Mineral Investigations in the Koyukuk Mining District, Northern Alaska - Volumes 1 and 2 and Map
From 1997 to 2002, the Bureau of Land Management (BLM) conducted a mineral resource investigation of the Koyukuk Mining District in northern Alaska. The 11.6-million-acre study area comprises the upper portion of the Koyukuk River drainage basin. The objective of the investigation was to identify the nature and extent of mineral resources in the district. Field work consisted of mapping and sampling mines, prospects, and mineral occurrences and reconnaissance sampling in areas containing no documented sites. A total of 2,098 rock, soil, stream sediment, and concentrate samples were collected during the study. This investigation is part of the Bureau’s ongoing statewide mining district assessment program.
The BLM identified a total of 269 mines, prospects, and mineral occurrences within or directly adjacent to the district.
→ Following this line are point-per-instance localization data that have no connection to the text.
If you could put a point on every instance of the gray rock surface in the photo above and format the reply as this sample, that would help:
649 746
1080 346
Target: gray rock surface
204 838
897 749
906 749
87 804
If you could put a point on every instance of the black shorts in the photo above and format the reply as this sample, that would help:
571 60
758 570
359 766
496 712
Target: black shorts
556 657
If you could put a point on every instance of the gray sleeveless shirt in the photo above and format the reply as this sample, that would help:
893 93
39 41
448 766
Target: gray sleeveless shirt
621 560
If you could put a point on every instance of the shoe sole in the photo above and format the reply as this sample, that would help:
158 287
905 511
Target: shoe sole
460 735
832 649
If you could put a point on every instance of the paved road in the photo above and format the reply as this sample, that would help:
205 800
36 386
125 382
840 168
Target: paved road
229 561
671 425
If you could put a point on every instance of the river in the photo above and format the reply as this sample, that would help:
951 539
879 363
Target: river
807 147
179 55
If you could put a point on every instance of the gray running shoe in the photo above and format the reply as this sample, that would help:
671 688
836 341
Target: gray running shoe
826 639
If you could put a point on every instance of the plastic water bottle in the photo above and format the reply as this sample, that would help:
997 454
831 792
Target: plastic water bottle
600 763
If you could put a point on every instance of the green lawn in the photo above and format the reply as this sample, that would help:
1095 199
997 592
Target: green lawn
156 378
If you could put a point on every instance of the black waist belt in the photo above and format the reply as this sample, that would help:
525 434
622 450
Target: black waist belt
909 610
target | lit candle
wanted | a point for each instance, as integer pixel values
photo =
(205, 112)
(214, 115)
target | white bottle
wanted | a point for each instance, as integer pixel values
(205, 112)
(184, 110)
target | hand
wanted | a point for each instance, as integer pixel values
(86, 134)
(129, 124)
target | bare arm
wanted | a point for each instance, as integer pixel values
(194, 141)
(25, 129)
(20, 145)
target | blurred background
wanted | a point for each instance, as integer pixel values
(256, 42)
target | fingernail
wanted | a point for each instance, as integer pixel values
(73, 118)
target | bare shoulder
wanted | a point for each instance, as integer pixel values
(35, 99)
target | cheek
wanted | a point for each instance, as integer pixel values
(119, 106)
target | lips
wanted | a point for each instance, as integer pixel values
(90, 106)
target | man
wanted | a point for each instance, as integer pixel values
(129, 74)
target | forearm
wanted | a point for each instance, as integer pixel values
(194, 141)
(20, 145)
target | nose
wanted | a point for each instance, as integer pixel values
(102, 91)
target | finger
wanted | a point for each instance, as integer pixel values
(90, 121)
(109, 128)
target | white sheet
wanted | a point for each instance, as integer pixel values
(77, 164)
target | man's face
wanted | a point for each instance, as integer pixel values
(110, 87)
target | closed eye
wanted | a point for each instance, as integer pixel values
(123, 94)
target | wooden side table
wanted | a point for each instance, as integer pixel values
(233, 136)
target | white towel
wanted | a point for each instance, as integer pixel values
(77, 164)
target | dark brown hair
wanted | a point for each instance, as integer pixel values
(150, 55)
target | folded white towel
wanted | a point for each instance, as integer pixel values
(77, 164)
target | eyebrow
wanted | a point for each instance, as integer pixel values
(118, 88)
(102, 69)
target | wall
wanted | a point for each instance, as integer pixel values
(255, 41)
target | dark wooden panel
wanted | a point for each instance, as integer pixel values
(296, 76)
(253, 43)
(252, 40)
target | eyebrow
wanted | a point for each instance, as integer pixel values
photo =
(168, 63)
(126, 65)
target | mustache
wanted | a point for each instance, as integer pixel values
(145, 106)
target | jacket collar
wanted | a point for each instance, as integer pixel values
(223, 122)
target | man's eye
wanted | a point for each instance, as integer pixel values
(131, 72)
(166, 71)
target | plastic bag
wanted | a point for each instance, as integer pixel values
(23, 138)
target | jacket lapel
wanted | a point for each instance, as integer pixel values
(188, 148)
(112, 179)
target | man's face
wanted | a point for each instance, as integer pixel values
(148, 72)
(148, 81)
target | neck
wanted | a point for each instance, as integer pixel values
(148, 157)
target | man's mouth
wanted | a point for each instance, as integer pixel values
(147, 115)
This includes 27 previously undocumented occurrences. Deposit types include gold and tin placers; antimony- and gold-bearing quartz veins; stratabound, carbonate-hosted, and volcanogenic massive sulfides; copper porphyries; copper, tungsten, and tin skarns; tin greisens; podiform chromite; and coal. Documented production totals 333,893 oz of placer gold. Resource estimates include a measured resource of 33,600 oz of placer gold in the Nolan-Hammond River area, an indicated resource of 2.3 million lbs of placer tin on the Kanuti Kilolitna River, an indicated resource of 1.1 million tons averaging 5.0% copper in skarn deposits near the Bettles River, and an indicated resource of 31,000 tons averaging 39.4 ppm gold in quartz veins on Sukakpak Mountain.
Other significant results from this investigation include the delineation of anomalous gold values within volcanic rocks on the upper Indian River; anomalous placer gold in bench gravels on the upper Hammond River; gold-bearing quartz veinlets on nearby Vermont and Smith Creeks; anomalous goldbearing gravels on Black and Davis Creeks and Ironsides Bench; potential for significant amounts of placer gold in buried channels near Linda Creek; and gold anomalies associated with skarn and massive sulfide occurrences in the Chandalar copper belt north of Bettles River.